Book Review: Betsy Leondar-Wright: Missing Class: How Seeing Class Cultures Can Strengthen Social Movement Groups
Cold weather getting you down? Why not curl up by the fire with a good book?
Betsy Leondar-Wright : Missing Class: How Seeing Class Cultures Can Strengthen Social Movement Groups. Ithaca, NY: Cornell University/ILR Press, 2014. 288 pp. $21.95, paperback.
Read the review by Fabio Rojas of Indiana University Bloomington from the OnlineFirst section of Administrative Science Quarterly.
Social class has always been an important element in research on social movements and their organizations. Much of it stems from Marx, of course, but also from later authors such as Alberto Melucci, Claus Offe, and Kathleen Blee who examined the ways that social class shapes how people pursue political goals. This recent book is an examination of how social class shapes activism. Using data from two years of field work and dozens of interviews, Leondar-Wright shows how class differences guide activists as they work together.
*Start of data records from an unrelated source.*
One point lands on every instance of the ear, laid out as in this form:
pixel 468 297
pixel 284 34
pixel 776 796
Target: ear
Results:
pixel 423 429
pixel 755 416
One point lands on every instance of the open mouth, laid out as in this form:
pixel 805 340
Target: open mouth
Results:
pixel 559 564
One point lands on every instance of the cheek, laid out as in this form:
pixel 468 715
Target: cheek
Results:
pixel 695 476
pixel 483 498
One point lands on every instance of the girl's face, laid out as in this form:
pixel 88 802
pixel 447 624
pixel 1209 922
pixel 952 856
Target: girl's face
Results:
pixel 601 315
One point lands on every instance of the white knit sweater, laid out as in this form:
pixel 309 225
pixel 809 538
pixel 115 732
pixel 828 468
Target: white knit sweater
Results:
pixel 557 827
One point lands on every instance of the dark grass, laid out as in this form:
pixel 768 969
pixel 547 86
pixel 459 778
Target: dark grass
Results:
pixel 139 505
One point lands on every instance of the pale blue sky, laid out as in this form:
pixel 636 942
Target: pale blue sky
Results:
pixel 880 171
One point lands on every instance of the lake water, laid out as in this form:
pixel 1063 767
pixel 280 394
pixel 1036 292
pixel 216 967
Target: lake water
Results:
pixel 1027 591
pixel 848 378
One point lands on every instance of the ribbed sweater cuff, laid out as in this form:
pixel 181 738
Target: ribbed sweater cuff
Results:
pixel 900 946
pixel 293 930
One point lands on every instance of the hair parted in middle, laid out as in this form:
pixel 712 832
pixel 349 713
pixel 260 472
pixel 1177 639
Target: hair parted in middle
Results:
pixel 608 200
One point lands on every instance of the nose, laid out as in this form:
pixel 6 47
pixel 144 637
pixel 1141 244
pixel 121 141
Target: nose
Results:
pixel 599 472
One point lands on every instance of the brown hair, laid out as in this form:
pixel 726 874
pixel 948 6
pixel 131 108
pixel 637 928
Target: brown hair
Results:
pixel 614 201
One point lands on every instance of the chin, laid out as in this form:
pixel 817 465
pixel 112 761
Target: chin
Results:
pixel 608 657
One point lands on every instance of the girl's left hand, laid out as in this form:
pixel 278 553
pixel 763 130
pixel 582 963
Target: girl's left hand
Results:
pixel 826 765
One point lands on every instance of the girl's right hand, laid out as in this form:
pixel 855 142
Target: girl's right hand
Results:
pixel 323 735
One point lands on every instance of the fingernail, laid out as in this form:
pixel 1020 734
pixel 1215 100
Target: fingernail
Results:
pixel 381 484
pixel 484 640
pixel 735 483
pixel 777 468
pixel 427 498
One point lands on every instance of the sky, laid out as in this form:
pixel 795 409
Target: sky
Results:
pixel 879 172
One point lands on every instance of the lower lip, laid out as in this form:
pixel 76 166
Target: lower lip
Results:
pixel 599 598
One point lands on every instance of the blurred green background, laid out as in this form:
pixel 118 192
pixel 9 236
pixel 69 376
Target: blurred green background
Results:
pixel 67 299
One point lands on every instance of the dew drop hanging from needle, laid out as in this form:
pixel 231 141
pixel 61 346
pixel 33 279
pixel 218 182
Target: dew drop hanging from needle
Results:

This book has many virtues. For example, it presents a typology of progressive groups that captures the major streams of North American progressivism, including its most radical elements, such as anarchists. The numerous illuminating examples of people employing class-based rhetoric in their meetings is another strength. The book’s greatest virtue is that it makes a strong case that class cultures do create substantial barriers among activists and can undermine their groups’ efficacy. Anyone working with people of varying class backgrounds will appreciate the material presented in this book.